Der andere Pilger checkte gestern in derselben Herberge ein und es stellte sich heraus, dass er die ersten zwei Tage etwas andere Etappen gegangen war. Und das Nette: er kommt aus Deutschland und wir können uns gut miteinander unterhalten. Das ist nämlich auch etwas, das sich mit dem neuen Camino total verändert hat: auf dem Frances hat jeder, auch wenn ich etwas in Spanisch sagte, sofort auf Englisch geantwortet, weil es einfacher war. Und die ‚Verkehrssprache‘ der Pilgernden war sowieso Englisch.

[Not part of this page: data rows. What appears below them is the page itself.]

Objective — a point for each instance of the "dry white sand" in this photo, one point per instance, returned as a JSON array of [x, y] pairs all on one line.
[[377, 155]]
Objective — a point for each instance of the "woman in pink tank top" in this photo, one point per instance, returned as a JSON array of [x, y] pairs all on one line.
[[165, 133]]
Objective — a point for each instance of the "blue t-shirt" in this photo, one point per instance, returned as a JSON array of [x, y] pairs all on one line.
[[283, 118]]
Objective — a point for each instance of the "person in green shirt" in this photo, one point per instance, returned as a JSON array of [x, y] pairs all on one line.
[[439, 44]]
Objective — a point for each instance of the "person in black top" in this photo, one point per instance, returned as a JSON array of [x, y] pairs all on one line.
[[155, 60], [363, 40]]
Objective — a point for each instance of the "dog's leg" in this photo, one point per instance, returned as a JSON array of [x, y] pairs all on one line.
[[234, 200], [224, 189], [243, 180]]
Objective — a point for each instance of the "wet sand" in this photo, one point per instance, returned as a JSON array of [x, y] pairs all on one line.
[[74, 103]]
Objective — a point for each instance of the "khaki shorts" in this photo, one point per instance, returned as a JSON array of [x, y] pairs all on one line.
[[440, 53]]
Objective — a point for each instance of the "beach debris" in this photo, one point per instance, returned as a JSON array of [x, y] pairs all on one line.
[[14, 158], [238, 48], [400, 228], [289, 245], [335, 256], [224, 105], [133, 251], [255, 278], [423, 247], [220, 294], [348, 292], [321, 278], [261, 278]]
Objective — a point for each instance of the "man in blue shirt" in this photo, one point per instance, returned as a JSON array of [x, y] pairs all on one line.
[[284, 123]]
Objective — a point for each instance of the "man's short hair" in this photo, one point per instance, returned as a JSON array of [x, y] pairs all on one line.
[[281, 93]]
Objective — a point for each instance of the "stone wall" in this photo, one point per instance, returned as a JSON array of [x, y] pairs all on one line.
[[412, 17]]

Hier auf dem Weg spricht niemand mehr als einige Worte Englisch, ich kann, darf, muss jetzt mein Spanisch verwenden. Das mache ich gern, aber manchmal ist es eine Herausforderung, all das zu verstehen, was andere erzählen. Wie zum Beispiel die beiden ultranetten und zuvorkommenden Hospitaleros gestern. Schon erstaunlich: ich befinde mich ca 40 km Luftlinie südlich von Frances und bin in einer völlig anderen Welt!
Auch bei den gelben Pfeilen muss ich jetzt besser aufpassen. Letzte Woche hatte ich schon kilometerweit gesehen, wo der Weg hingeht, wo die Pilgerden in der Ferne unterwegs sind. Auf Pfeile brauchte ich nicht zu achten. Jetzt mache ich das sehr wohl, und manchmal übersehe ich sie auch. Dann verpasse ich schon mal eine Abzweigung. Zum Glück gab es einen Engel, der ein Fenster öffnete und mich auf den richtigen Weg leitete. Wenn ich mir unsicher bin, hilft mir auch die App ‚Buen camino‘, wo ich meinen Standort sehe und wieder auf den Weg zurückfinde.
Der erste Teil des heutigen Weges war wieder sehr bedrückend. Ich ging mitten durch ein Waldbrandgebiet, dann in der Asche einen Hügel hinunter, mir vorstellend, dass hier vor zwei Monaten alles in Flammen stand. Und dann sah ich Hoffnungszeichen an den Bäumen: die Menschen haben verschiedene Tiere gestaltet und an den verkohlten Stämmen montiert. An einem Strommasten las ich: ich überlebte 2025. In Situationen totaler Verzweiflung gibt es immer Möglichkeiten, das Leben zu gestalten und gegen das Schicksal anzumalen, anzuschreiben, ..




Später ging es wieder dieses Flusstal des Sil entlang teilweise auf sehr alten Wegen, und ein wenig erinnerte es mich an die Donau. Unzählige Höhenmeter waren das heute und nach 28 km war ich wirklich erschöpft und froh, hier in Quiroga anzukommen. Mein deutscher Pilgerfreund wird noch erwartet und zwei Rucksäcke stehen auch da. Sie wurden vom donkey-Service gebracht, ich bin neugierig, ob ich die Besitzer sehe und wo sie herkommen. Auf dem Weg war ich nämlich auch heute ganz alleine.